The beginning of 2025 has already highlighted a major theme impacting Australian financial markets – the concept of "American exceptionalism." This term, which reflects the belief in the unparalleled economic and market performance of the United States, has gained significant attention following a robust US jobs report for December. Payrolls increased by 256,000, far surpassing predictions, and the unemployment rate dropped to 4.1%. In response, US Treasury yields spiked, as investors anticipated interest rates would stay higher for longer.
This shift has far-reaching consequences for global markets, especially for Australia. Rising US Treasury yields, driven by higher anticipated Federal Reserve rates, make US assets more attractive and push the US dollar up. On Monday, the ASX bore the brunt of this move, leading to the worst trading day of the year so far.
The strengthening US dollar, at its highest levels since the pandemic, is already making an impact. While petrol prices have softened, export revenue for Australian businesses should improve. This upswing is critical in terms of Australia’s projected fiscal outlook. Some economists foresee Australia potentially achieving a budget surplus in FY25, boosted in part by stronger export performance from key sectors.
The power of US exceptionalism also influences Australian equity markets.
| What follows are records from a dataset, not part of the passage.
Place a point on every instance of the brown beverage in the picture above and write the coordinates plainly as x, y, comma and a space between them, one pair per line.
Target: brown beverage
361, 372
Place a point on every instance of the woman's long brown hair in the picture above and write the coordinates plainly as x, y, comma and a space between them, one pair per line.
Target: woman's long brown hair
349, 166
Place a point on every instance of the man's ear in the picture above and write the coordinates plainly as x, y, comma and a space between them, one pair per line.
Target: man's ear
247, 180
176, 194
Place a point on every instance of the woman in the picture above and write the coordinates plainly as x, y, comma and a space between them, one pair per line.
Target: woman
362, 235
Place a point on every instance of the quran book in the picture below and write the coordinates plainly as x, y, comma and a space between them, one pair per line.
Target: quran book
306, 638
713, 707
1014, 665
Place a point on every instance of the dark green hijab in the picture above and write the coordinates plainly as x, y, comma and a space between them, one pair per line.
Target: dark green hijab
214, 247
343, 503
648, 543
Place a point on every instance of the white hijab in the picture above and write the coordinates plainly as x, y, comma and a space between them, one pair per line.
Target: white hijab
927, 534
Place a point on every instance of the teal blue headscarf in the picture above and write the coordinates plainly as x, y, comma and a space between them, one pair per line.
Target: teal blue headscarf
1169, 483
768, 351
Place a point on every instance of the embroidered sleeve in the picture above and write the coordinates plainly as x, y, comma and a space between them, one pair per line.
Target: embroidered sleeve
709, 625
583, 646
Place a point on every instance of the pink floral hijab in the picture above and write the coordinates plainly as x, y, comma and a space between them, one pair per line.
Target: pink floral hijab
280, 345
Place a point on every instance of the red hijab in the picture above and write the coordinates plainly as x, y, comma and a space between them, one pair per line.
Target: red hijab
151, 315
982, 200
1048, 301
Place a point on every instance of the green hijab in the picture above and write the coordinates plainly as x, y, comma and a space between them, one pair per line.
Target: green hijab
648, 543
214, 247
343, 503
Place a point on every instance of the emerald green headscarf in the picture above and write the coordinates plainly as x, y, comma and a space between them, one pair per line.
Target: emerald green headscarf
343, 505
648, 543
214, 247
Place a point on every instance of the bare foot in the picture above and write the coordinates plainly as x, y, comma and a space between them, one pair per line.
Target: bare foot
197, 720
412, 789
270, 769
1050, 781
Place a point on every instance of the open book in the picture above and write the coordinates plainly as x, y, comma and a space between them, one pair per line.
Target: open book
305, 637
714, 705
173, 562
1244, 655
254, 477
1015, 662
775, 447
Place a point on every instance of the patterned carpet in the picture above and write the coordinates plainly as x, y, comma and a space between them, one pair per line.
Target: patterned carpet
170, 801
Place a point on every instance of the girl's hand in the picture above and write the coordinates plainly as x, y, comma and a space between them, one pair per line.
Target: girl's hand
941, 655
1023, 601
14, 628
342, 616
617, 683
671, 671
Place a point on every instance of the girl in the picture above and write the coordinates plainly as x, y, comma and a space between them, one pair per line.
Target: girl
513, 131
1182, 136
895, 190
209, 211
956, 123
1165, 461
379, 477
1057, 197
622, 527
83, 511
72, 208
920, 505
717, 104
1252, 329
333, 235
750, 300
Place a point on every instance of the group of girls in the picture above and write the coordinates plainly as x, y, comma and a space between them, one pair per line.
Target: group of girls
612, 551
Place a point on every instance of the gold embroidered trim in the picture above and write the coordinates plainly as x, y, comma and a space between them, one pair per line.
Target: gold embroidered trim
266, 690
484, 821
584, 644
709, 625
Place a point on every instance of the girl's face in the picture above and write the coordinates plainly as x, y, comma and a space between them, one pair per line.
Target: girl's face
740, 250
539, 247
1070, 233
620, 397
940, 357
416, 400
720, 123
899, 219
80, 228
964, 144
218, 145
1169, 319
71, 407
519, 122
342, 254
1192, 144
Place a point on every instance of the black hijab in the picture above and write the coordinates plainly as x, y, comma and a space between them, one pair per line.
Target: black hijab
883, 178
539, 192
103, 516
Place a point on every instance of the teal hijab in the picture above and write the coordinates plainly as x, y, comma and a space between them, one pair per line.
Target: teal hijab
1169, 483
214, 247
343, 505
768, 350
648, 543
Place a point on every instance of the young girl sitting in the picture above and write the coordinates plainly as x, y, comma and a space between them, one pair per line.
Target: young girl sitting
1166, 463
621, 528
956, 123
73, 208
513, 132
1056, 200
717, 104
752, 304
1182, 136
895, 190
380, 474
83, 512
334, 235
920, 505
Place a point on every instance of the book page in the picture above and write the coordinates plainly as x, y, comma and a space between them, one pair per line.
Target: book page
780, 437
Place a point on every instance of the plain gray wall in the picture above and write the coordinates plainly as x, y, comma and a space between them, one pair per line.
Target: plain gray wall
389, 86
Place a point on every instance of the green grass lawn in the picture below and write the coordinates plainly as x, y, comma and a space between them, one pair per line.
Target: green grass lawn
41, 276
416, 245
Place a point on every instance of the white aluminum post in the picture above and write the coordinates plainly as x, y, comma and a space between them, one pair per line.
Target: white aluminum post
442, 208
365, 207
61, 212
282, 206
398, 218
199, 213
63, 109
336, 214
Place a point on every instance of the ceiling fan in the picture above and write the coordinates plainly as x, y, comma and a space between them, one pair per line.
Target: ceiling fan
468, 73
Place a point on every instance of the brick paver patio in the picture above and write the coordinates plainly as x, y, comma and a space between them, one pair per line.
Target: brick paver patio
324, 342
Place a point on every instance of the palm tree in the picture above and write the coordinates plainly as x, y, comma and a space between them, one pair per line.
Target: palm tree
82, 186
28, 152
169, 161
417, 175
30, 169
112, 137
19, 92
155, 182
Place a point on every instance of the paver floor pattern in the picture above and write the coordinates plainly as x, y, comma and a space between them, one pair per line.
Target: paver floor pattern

While certain growth stocks suffered in Monday’s trading, particularly in the tech sector, analysts are observing how international earnings guidance evolves, especially for Australia’s offshore earners and major miners. Stocks such as (ASX:NWH), (ASX:HUB), (ASX:PME), (ASX:WTC), (ASX:SQ2), and (ASX:360) were the hardest hit, falling among the ASX's worst performers. For instance, Netwealth (ASX:NWH), Hub24 (ASX:HUB), and WiseTech (ASX:WTC) saw their stock values fall as rising bond yields put a damper on market sentiment.
This scenario is made more critical by the fact that key global economies such as the EU, UK, China, and Japan are showing slower or even negative growth, only intensifying the focus on American growth prospects. Australian markets, on the other hand, are looking toward global earnings from offshore operations. Strategists like those at Macquarie are projecting a strong 9% earnings growth for international industrial stocks in FY25, contrasting with a drop expected in resources earnings.
Looking ahead, Wall Street’s enthusiasm for the "American exceptionalism" narrative will likely continue to make waves across global markets, influencing everything from interest rates to stock market performance in Australia. Markets will have to adapt to these dynamics, and how companies like (ASX:BHP), (ASX:CSL), (ASX:RIO), and (ASX:TWE) navigate this environment will be pivotal in shaping the Australian investment landscape in 2025.